RepoRepair: Leveraging Code Documentation for Repository-Level Automated Program Repair
- URL: http://arxiv.org/abs/2603.01048v1
- Date: Sun, 01 Mar 2026 11:06:24 GMT
- Title: RepoRepair: Leveraging Code Documentation for Repository-Level Automated Program Repair
- Authors: Zhongqiang Pan, Chuanyi Li, Wenkang Zhong, Yi Feng, Bin Luo, Vincent Ng,
- Abstract summary: We propose RepoRepair, a novel documentation-enhanced approach for repository-level fault localization and program repair.<n>Our core insight is to leverage LLMs to generate hierarchical code documentation (from functions to files) for code repositories.<n>RepoRepair first employs a text-based LLM to generate file/function-level code documentation for repositories, which serves as auxiliary knowledge to guide fault localization.
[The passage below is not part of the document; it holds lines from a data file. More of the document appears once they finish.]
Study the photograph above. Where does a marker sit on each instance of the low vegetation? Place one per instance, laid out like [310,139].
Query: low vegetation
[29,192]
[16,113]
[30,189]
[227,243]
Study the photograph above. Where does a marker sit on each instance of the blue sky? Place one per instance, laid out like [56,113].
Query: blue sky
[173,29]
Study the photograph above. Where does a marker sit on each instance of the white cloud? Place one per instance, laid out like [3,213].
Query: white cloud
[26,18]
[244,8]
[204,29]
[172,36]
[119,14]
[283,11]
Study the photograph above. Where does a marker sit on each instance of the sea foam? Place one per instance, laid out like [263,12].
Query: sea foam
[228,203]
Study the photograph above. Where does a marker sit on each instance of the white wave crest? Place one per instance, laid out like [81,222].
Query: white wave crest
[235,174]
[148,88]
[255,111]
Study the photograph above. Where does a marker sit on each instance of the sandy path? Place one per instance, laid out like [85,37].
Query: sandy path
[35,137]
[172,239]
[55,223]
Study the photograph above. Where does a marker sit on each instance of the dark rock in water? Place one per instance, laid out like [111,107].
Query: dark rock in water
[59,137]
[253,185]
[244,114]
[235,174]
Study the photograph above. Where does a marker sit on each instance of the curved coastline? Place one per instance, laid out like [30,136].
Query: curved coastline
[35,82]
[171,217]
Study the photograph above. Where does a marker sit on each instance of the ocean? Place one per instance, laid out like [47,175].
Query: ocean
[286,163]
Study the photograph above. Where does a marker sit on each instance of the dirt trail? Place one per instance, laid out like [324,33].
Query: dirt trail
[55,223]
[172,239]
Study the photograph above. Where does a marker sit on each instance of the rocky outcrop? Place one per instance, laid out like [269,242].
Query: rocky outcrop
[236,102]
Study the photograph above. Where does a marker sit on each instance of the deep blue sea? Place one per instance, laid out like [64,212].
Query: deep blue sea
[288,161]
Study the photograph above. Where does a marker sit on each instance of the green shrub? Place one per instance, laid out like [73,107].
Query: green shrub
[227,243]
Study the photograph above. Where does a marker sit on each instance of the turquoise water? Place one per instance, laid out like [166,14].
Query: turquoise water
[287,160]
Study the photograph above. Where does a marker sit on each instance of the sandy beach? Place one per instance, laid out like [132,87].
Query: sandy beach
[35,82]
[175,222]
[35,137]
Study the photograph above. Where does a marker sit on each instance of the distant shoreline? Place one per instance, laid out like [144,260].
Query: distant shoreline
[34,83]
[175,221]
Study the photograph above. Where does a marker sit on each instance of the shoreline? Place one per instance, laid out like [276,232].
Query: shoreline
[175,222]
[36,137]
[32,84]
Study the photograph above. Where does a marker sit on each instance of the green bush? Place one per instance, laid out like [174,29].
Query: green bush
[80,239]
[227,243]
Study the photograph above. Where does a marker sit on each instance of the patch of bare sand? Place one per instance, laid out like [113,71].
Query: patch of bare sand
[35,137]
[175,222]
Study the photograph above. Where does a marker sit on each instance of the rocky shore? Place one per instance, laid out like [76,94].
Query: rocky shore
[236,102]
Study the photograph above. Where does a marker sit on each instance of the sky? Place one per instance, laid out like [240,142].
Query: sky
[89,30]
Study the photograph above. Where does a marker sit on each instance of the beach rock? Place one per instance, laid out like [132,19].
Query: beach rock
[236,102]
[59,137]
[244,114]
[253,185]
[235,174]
- Score: 30.23781155493087
- License: http://creativecommons.org/licenses/by/4.0/
- Abstract: Automated program repair (APR) struggles to scale from isolated functions to full repositories, as it demands a global, task-aware understanding to locate necessary changes. Current methods, limited by context and reliant on shallow retrieval or costly agent iterations, falter on complex cross-file issues. To this end, we propose RepoRepair, a novel documentation-enhanced approach for repository-level fault localization and program repair. Our core insight is to leverage LLMs to generate hierarchical code documentation (from functions to files) for code repositories, creating structured semantic abstractions that enable LLMs to comprehend repository-level context and dependencies. Specifically, RepoRepair first employs a text-based LLM (e.g., DeepSeek-V3) to generate file/function-level code documentation for repositories, which serves as auxiliary knowledge to guide fault localization. Subsequently, based on the fault localization results and the issue description, a powerful LLM (e.g., Claude-4) attempts to repair the identified suspicious code snippets. Evaluated on SWE-bench Lite, RepoRepair achieves a 45.7% repair rate at a low cost of $0.44 per fix. On SWE-bench Multimodal, it delivers state-of-the-art performance with a 37.1% repair rate despite a higher cost of $0.56 per fix, demonstrating robust and cost-effective performance across diverse problem domains.